Bernard Avishai asks some questions that too few Jews in the public sphere are considering:
I confess feeling a twinge of pathos when I heard on Reshet Bet radio this morning how Benjamin Netanyahu told his AIPAC audience in Washington that the Jewish people were building Jerusalem 3000 years ago, would continue doing so today, and then hearing the crowd roar its delight.
These are not stupid people. They are serious people. They know, surely, that the construction in contention is in East Jerusalem neighborhoods that threaten to entirely cut off 300,000 Palestinians from their families and commercial opportunities in the West Bank. They know that any effort to keep these neighborhoods, or preserve the status quo, will result in Bosnian style violence. They know that this violence would further undermine American interests in the region.
They know that 41% of Israelis (its professional elites, disproportionately) oppose this construction, even if a slightly larger number favor it, so that, at best, continuing Netanyahu’s policy will tear the country apart. They know that Israeli governments have wasted $17 billion on a settlement project that might have been invested in Israel proper, including West Jerusalem. They know that Israel has no way of remaining a democracy if settlements continue and a peace deal, including partition of Jerusalem, is not forthcoming. (Kadima’s Haim Ramon followed the report of Netanyahu’s speech on Reshet Bet and made all of these points himself.)
They know that, as Ehud Olmert told me himself, he and Palestinian President Abbas had already held advanced discussions over a formula for sharing Jerusalem; that his formula entailed keeping the city physically intact, but allowing Palestinian neighborhoods to revert to the sovereignty of a Palestinian state, while the Holy Basin fell under the custodianship of Israel, the United States, and Arab countries, including Palestine. They know that Jerusalem would, ideally, be a capital for two highly interdependent states; and that whether or not Jerusalem will be an international city in any formal sense, it’s security in the long run will require the presence of international forces.
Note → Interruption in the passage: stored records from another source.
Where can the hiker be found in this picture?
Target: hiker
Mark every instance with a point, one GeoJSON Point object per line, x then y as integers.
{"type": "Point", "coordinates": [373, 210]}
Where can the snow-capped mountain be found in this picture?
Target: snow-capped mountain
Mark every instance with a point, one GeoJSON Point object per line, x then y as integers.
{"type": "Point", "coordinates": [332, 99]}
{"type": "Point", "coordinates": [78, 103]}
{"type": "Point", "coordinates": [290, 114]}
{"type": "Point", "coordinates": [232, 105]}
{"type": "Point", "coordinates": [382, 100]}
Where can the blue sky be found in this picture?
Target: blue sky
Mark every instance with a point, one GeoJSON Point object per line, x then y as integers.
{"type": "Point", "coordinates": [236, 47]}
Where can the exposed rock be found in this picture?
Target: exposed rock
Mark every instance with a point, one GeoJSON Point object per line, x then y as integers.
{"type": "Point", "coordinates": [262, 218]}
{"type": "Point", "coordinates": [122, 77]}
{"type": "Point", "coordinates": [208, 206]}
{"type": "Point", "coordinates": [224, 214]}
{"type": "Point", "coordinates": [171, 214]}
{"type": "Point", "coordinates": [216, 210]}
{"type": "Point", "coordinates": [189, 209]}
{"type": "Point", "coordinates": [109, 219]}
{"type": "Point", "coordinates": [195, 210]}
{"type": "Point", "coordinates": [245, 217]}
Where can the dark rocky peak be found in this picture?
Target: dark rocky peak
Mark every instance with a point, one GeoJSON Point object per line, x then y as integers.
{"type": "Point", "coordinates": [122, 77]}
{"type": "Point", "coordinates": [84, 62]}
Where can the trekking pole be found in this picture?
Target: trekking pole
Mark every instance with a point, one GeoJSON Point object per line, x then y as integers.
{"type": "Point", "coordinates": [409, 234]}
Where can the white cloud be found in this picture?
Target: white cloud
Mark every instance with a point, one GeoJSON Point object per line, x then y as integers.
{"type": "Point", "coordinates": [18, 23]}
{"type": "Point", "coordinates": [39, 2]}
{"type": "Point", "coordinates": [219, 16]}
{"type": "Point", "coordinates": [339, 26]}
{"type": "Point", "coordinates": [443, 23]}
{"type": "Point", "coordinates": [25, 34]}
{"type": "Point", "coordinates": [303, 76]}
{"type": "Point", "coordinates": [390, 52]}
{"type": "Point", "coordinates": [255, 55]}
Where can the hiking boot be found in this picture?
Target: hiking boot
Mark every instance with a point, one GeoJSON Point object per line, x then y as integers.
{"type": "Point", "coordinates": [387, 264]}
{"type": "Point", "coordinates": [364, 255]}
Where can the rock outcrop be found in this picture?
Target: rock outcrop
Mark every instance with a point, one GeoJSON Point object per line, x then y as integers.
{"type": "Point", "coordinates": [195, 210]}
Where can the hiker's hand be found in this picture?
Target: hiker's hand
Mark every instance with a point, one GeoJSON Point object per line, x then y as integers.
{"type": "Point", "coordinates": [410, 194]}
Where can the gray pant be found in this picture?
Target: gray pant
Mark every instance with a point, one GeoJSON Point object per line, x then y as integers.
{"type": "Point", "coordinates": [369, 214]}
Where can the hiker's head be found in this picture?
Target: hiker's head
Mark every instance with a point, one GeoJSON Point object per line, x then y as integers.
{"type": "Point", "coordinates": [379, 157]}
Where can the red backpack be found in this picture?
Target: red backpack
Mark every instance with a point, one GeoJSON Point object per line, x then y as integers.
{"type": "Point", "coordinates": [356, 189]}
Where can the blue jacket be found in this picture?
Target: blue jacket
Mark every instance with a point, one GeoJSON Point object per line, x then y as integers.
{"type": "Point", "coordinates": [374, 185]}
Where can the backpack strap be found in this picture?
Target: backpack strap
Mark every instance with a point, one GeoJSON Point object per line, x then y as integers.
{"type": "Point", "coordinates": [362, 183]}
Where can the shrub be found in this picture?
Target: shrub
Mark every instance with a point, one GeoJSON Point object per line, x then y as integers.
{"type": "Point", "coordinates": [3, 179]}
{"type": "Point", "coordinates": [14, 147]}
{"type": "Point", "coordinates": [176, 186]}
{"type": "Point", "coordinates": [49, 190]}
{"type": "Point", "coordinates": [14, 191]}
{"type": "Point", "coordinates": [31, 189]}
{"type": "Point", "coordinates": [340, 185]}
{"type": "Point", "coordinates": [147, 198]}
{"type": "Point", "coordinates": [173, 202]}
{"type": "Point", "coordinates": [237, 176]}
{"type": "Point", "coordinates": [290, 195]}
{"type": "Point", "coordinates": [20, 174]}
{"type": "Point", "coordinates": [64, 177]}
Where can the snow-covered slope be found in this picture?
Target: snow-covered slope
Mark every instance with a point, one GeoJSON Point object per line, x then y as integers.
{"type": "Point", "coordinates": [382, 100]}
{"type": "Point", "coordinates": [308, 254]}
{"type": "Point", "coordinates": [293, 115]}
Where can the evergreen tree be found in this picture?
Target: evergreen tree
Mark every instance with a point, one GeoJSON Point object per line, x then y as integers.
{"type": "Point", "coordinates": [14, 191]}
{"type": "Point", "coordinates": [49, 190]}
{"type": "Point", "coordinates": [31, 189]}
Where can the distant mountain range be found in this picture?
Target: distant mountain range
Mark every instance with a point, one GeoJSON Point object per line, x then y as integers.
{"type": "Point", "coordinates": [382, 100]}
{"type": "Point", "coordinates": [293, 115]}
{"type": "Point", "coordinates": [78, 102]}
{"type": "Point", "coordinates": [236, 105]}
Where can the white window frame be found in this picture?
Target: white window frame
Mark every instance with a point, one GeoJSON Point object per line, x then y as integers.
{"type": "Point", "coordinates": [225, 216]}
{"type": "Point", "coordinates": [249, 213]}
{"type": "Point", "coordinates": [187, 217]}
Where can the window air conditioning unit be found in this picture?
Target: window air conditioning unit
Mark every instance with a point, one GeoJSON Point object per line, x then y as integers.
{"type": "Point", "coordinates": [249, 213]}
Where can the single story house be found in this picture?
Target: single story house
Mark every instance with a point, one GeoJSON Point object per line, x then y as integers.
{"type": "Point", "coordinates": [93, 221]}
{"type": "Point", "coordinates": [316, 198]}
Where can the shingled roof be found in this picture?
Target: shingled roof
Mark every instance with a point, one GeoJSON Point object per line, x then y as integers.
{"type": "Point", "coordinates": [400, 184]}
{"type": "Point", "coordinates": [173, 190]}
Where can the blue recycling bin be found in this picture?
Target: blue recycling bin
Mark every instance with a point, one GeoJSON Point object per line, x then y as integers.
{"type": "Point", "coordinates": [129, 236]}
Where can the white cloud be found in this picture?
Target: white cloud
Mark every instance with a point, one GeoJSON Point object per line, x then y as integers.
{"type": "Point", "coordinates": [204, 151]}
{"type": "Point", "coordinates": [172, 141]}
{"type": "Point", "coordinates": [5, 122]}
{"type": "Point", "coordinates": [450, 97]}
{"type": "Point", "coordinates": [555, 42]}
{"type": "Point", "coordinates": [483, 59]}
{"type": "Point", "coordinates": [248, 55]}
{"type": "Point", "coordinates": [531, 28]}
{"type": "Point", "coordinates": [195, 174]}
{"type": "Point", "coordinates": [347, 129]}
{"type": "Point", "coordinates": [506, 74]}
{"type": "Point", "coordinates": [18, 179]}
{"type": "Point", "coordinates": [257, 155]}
They also know, finally, that American Jews have about as much in common with King David’s iron age Israelites as American Chinese have with the Shang Dynasty. They know that it was the fanaticism and corruption of Judean kingdoms that lost Jerusalem. They know that, since then, normative Judaism has seen Jerusalem as a moral ideal, like Utopia, not a material place; and that Zionism was meant to valorize a modern Jewish nation, not an ancient land. They know that the Passover festival begins next week, and Jews everywhere will explain to their children why freedom is a universal principle. So what exactly were they cheering?
I do not mean to ask this question cynically. There is some kind of hole in the heart that backing Netanyahu over “Jerusalem” seems to be filling. There are intelligent and decent people gathered at AIPAC, and many young people who are eager to stand for something. What is it, other than the insistence that they, who “didn’t do anything,” fiercely admire Israelis who did something?